Saturday, February 07, 2009

The Saltcedar Song

1. THE SECRET LIFE OF SALTCEDAR SAM

Saltcedar Sam doesn’t usually say too much. It ain’t his style. But sometimes he gets real drunk and then he’s got no choice. One night Sam and I were getting drunk together at St. Elmo’s Bar in Bisbee, Arizona when those words of his started slipping out, one after the other, like they were finally sneaking out of prison after a long sentence.

Seems he went out one evening at twilight to find the saltcedar trees SINGING to themselves.

“Wow, Sam, very strange, Sam, I mean, whattaya mean?” Or something like that — I was heavy with Coors myself at that point and couldn’t hardly understand nothing except that there were some mighty strange vibrations from the barperson sitting cattycorner over there behind the vermouth bottles, doing her knitting, pretending not to listen.

Sam wiped a fleck of foam off his week-old whiskers. “Yeah, in HARMONY, you know?
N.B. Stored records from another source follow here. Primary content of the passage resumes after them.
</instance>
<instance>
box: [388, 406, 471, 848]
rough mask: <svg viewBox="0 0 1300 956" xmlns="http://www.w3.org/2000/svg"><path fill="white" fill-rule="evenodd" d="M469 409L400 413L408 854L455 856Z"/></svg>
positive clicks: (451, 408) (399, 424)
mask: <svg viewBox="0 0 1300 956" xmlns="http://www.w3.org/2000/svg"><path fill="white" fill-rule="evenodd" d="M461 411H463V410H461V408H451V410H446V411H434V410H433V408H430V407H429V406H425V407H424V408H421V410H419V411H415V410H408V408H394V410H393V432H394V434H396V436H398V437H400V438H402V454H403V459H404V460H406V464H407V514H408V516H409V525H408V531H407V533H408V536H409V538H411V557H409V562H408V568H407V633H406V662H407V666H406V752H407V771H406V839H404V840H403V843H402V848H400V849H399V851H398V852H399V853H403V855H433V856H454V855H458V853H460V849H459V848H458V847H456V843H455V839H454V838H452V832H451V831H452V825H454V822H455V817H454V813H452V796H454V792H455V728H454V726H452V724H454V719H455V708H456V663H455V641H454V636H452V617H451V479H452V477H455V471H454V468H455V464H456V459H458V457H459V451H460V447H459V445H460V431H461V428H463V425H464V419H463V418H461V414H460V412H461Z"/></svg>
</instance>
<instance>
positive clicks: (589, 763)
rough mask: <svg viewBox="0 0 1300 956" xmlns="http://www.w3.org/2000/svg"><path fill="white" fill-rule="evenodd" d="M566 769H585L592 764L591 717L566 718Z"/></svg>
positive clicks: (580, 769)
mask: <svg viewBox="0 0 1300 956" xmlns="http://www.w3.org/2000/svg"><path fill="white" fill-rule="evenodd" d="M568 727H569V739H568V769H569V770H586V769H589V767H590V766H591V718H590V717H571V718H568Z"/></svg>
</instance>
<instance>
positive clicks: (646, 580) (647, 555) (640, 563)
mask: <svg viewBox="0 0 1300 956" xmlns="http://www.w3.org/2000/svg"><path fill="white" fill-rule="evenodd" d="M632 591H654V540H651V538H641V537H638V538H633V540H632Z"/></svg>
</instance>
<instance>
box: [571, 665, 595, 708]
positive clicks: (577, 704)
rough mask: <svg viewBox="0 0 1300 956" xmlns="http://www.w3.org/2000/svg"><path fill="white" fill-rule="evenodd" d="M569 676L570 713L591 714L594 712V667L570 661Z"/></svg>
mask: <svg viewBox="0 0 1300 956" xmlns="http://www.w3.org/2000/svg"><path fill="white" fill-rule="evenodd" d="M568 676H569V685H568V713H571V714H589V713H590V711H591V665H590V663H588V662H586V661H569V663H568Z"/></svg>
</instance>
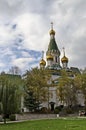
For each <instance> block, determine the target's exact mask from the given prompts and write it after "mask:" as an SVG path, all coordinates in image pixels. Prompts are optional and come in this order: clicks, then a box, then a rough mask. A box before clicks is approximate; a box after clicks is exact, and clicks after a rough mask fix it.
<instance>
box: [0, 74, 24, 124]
mask: <svg viewBox="0 0 86 130" xmlns="http://www.w3.org/2000/svg"><path fill="white" fill-rule="evenodd" d="M20 80H21V79H20V77H15V76H13V75H8V74H1V75H0V90H1V91H0V99H1V100H0V102H1V103H0V104H1V112H2V114H3V118H4V123H6V117H7V116H9V115H10V114H15V113H16V112H17V111H18V110H19V100H20V98H19V97H20V92H19V89H20V88H19V86H20Z"/></svg>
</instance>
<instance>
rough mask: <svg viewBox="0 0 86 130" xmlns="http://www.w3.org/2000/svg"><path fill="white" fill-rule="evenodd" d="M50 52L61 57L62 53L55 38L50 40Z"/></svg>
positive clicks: (49, 43)
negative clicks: (58, 47)
mask: <svg viewBox="0 0 86 130" xmlns="http://www.w3.org/2000/svg"><path fill="white" fill-rule="evenodd" d="M48 51H57V52H58V53H59V55H60V51H59V49H58V47H57V44H56V41H55V39H54V38H53V39H50V43H49V45H48Z"/></svg>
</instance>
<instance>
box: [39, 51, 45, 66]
mask: <svg viewBox="0 0 86 130" xmlns="http://www.w3.org/2000/svg"><path fill="white" fill-rule="evenodd" d="M45 65H46V62H45V60H44V51H42V58H41V61H40V68H42V69H43V68H44V67H45Z"/></svg>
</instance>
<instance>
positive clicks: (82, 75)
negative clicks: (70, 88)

The big one over here, the little one over there, and a whole damn chorus in the background, just singin’ their hearts out!”

The barperson fidgeted slightly.

I ordered another beer and excused myself. “I’ll be back in a minute, Sam.”

Sam just sat there.

When I returned to my barstool, Sam was still there, staring at the ashtray, but the barperson was gone. I had completely forgotten about the saltcedar song.

The next morning I could have kicked myself in the seat of my pants for not asking more questions. What a missed opportunity! I mean, at the very least I could have asked him if the lyrics were any good.



2. CREOSOTE AND FRIENDS

The hills and mesas around Dos Garcias, New Mexico are covered with olive-drab creosote bushes. They stand about 4 feet tall and are uniformly-spaced about 10 feet apart. They don’t so much sing as hum. This humming keeps other plants away, including other creosote bushes, which is why they’re spaced uniformly about 10 feet apart. (Actually, the bushes aren’t spaced all that evenly. This is because there are beat frequencies in the humming vibration, and other plants can grow in the nodes where the frequencies cancel each other out.)

Creosote forms a counterpoint to the mesquite, which prefers moister ground and gives a shrill shriek during blooming season, much like the sound of a frightened honeybee caught between a window and a screen. But usually the mesquite stays pretty quiet.

The grand old cottonwoods along the river, some of which stand 100 feet high, sing with deep bass notes, like pipe organs. Most of the cottonwoods are sapped by yellow-green clots of mistletoe. Many an ancient tree is so strangled by this parasite that it simply gives up and dies. So does its mantle of mistletoe, but no matter — that’s what seeds are for. The mistletoe doesn’t really sing. Instead, it sort of clatters like gray bones rubbing together.

You can stand on Garcias Peak and insert yourself into simultaneous time and see forests of cottonwood dying to mistletoe and springing up again and great tides of saltcedar surging up from the Gulf of Mexico and clumps of tarbush marching across the hills, always in the direction of the prevailing winds. The Juniper Belt oscillates up and down the north slopes in time to the Ice Ages. And always the grass, the ever-present grass, rippling like it’s on fire in a high wind.



3. A FURTHER EXPLANATION

Saltcedar trees sing softly to Cygnus, home to Milky Way star clouds which are 10,000 light years away and beckon us on, gravitationally speaking.

The trees start singing as soon as Cygnus clears the eastern horizon, and their chorus slowly swells until Cygnus tops the sky overhead. Then their song starts to fade. By the time Cygnus finally sets, everything’s quiet except for the gurgling of the river as it eddies around the snags, and the occasional short strangled screams of rabbits being picked to pieces by Great Horned Owls.

The coyote willows, on the other hand, sing only on the night of summer solstice, when they bend their tops together and howl quietly to each other.